Screening of Factors Influencing Pullulan Production by Aureobasidium melanogenum DSM 2404 Using Fractional
Factorial Design
Luo Zaini Mohd Izwan Low
1,2,b), Daniel Joe Dailin
1,2,a), Selly Wong Chew Key
2, Roslinda Abd Malek
1, Dalia Sukmawati
3, Riyaz Sayyed
4, Hesham Ali El-
Enshasy
1,2,51Institute of Bioproduct Development, Universiti Teknologi Malaysia, Skudai, Johor, Malaysia.
2School of Chemical and Energy Engineering, Faculty of Engineering, Universiti Teknologi Malaysia (UTM), Skudai, Johor, Malaysia
3Biology Department, Faculty of Mathematics and Natural Sciences, Universitas Negeri Jakarta, Jakarta, Indonesia
4Department of Microbiology, P.S.G.V.P. Mandal’s Arts, Science, and Commerce College, Shahada 425409 (MS), India
5City for Scientific Research and Technology Applications, New Burg Al Arab, Alexandria, Egypt
a)Corresponding author: [email protected]
Abstract. Pullulan is a water-soluble exopolysaccharide which is synthesized by the black yeast-like-fungus, Aureobasidium sp. This polysaccharide is of commercial interest with increased applications in industries such as cosmeceutical, pharmaceutical, energy and food. Despite these applications, pullulan is costly as compared with other type of existing commercial polysaccharides which is a key limiting factor for cost effective applications. Therefore, continues study is required for the purpose of improving the production yield of pullulan. In this study, a total of seven factors were investigated including maltose, yeast extract, (NH4)2SO4, peptone, KH2PO4, MgSO4.7H2O and NaCl for their effects on pullulan production in shake-flasks. Aureobasidium melanogenum DSM 2404 was used in this study and all the seven factors were screened by using a two-level fractional factorial design (Plackett–Burman Design). The result of variance analysis (ANOVA) proposed that there were four statistically significant (P < 0.05) factors in the production of pullulan by using this strain. Maltose, yeast extract, peptone and KH2PO4 were found to have significant effects on pullulan production using the Plackett–Burman Design. The statistical analysis shows that the linear mathematical model is significant with the coefficient of determination (R2) value of 0.8945.
INTRODUCTION
Polysaccharides are considered as main ingredients in chemical, food, and pharmaceutical industries (1). Of different biofactories used for the production of polysaccharides, microbial cells gain more attention based on their high capacity for biopolymer production on a large scale economically. Nowadays, the most widely used polysaccharides are xanthan, dextran, pullulan, kefiran, and alginates beside many new functional biopolymers of mushroom origin (2-12).

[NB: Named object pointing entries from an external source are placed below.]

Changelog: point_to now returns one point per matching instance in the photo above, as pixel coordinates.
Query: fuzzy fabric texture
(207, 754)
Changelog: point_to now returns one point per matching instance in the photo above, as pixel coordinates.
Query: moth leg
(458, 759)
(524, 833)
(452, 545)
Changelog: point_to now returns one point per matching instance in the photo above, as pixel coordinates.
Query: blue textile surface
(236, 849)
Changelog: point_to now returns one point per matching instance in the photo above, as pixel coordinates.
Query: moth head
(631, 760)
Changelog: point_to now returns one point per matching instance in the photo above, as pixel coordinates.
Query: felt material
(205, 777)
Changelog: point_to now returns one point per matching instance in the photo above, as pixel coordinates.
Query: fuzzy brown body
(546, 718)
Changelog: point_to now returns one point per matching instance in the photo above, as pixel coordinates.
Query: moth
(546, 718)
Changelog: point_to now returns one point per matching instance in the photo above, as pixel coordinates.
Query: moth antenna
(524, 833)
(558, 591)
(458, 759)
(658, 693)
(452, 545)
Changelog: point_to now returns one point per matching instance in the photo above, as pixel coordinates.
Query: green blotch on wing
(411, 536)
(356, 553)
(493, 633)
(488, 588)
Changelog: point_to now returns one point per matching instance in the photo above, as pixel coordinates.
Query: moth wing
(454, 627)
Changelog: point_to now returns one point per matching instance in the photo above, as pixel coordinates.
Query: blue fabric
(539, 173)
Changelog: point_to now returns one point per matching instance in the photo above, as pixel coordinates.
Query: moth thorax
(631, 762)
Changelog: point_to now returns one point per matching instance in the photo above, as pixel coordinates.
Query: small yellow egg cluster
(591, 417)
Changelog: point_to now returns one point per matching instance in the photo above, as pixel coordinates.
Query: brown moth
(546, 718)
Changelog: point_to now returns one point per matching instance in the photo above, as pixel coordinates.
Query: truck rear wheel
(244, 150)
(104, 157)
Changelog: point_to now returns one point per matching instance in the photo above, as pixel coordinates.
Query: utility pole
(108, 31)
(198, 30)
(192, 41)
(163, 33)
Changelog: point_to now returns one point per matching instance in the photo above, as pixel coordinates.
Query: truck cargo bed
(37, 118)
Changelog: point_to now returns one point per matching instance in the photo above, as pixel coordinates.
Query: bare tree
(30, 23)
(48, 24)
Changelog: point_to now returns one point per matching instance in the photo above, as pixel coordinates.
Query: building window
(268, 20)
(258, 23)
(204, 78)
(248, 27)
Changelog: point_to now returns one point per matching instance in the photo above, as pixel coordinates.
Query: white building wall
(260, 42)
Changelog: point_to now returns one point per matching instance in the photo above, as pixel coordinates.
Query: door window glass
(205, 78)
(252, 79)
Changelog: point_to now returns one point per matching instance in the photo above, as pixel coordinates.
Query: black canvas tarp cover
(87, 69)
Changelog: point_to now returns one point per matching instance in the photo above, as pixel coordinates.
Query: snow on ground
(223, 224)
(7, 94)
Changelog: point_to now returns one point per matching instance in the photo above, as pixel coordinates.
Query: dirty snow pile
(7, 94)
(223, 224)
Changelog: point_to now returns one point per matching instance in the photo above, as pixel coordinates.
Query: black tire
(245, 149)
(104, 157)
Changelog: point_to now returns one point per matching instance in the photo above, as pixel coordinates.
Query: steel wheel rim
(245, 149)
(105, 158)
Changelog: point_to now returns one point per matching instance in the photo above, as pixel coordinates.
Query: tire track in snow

Pullulan is a linear extracellular water-soluble and neutral polysaccharide obtained from the fermentation broth of black yeast-like-fungus Aureobasidium pullulans. Bauer was the first researcher discovered the presence of pullulan during the fermentation of this fungus (13) and Bernier was first reported to isolate and characterized pullulan from culture broths of A. pullulans (14). Through the studies done by Bender and co-workers, the name of “pullulan” was given based on its positive optical rotation and infrared spectrum that it was composed completely of α-D-glucans with mostly α-(1→4) linkages (15).
The basic structure of pullulan was resolved at the beginning of the 1960s (16-18). The finding of enzyme pullulanase which can hydrolyze α-(1→6) linkages in pullulan and convert to α-(1→6) linked polymer of maltotriose subunits. It had been confirmed that pullulan contained α-(1→4) and α-(1→6) in the ratio of 2:1 (19). Therefore, pullulan is illustrated as a linear and unbranched polysaccharide having maltotriose repeating unit which connected by α-(1→6) glycosidic linkage [20]. Pullulan has molecular formula (C6H10O5)n (21-22). The molecular weight range of pullulan ranges from 1.5×104 to 1×107 Da which is dependent on the physiological conditions and culture strains used (23-24,39).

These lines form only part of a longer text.